Commercial dryers (of my memory) used such chemicals as potassium metabisulphite and other wine-making preservatives but I would prefer to use lemon juice at the rate of one cupful to four of water and avoid any allergic reactions. The drying racks can be made by stretching fine chicken wire over wooden frames.
(This all brings back fun memories of childhood Riverland Summer holidays helping out in the family drying sheds.)
Use only firm, fully ripened fruit. Halve the fruit and remove the stone. Remove the stem core and calyx from the pears.
Make up a solution using 10 litres of water, 4 cupfuls of lemon/water and 1.5 kg of sugar. This will be enough to dip about 20kg of fruit. The sugar prevents the natural fruit sugars being drawn out during dripping. Dipping without the sugar results in papery, poor-tasting dried fruit.
Place a weighted dinner plate over the top of the fruit to prevent it from floating to the surface.
Dipping times for the different fruits are:
Apricots and plums – 12-15 hours
Nectarines – 15-20 hours
Peaches – 20-24 hours
Pears – 24-30 hours
Rinse the fruit in clean water after dipping and place them cup-half up on the trays to dry in the sun. Filling the cups with a fine mist of water during the drying process prevents discoloration. Apricots should be totally dried in the sun but other fruits are best moved after two days for the drying process to be completed in a well-ventilated, shady spot.

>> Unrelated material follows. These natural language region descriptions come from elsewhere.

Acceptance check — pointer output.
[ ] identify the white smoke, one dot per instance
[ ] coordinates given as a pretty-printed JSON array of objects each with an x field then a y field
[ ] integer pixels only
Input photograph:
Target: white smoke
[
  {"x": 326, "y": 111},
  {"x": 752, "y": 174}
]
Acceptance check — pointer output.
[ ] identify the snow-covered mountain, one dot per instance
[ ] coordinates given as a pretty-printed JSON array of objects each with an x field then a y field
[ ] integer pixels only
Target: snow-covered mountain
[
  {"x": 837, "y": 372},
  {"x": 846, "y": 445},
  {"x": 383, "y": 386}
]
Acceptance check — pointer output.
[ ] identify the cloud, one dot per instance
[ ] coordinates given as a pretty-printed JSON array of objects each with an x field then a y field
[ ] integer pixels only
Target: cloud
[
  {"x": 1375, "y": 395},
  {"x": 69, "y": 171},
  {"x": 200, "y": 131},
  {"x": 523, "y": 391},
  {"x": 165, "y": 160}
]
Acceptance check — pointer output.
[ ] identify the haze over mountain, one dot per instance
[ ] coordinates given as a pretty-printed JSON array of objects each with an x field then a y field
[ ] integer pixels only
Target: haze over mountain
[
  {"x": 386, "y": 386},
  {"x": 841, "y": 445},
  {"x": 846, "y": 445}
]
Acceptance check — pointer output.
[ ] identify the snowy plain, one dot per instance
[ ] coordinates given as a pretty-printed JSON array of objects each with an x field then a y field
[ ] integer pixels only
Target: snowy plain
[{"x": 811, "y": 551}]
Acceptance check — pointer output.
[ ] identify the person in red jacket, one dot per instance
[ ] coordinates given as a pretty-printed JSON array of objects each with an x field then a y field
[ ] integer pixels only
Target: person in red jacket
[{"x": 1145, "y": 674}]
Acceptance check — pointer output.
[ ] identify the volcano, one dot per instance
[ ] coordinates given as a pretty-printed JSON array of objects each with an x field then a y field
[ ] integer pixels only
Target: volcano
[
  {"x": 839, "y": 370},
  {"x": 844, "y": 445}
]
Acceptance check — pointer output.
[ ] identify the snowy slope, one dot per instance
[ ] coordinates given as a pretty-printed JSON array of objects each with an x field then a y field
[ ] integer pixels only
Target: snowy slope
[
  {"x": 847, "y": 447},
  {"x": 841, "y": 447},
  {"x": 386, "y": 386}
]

Remove the pears from the full sun when their edges start to darken and turn up.
The fruit will be ready to store in sealed containers and placed in a cool, dark place when it is chewy and hard to bend.
Organic wasp trap
Sarracenia or pitcher plants are among the most attractive, if not lethargic, insectivorous plants of all the meat-eating plants in the world, and possibly one of the easiest to grow.
Unlike its worldwide plethora of fellow carnivores, which have to rely on split-second timing and physical movement of trap-doors and toothed jaws, this botanical Delilah merely uses its colourful plumage and alluring perfume to attract its prey down the ever-narrowing funnel until it finds itself drowning in the flesh-dissolving cooking pot.
Apparently, European wasps regularly succumb to their charms. So another good reason for growing them.
The botanical world is literally littered with carnivorous plants ranging from the tiny sundews with their sticky-tip hairs to the enormous tropical nepenthes vines, some with bucket-sized flowers, capable of trapping small animals and birds.
The one common factor is they are all found in zero to low nitrogen soils so have adapted to hunt for the nitrogen themselves in the form of decomposing bodies.
Sarracenias are bog-dwelling plants growing in warmer climes. They need a warm, well-lit spot away from direct sunlight but take them out of doors in warm weather to top up their insect quota.
They do best in a mixture of peat and sphagnum moss. As for watering, once the pot has initially been given a good soaking, place it in a saucer of regularly topped water to let the moss take up the moisture as needed.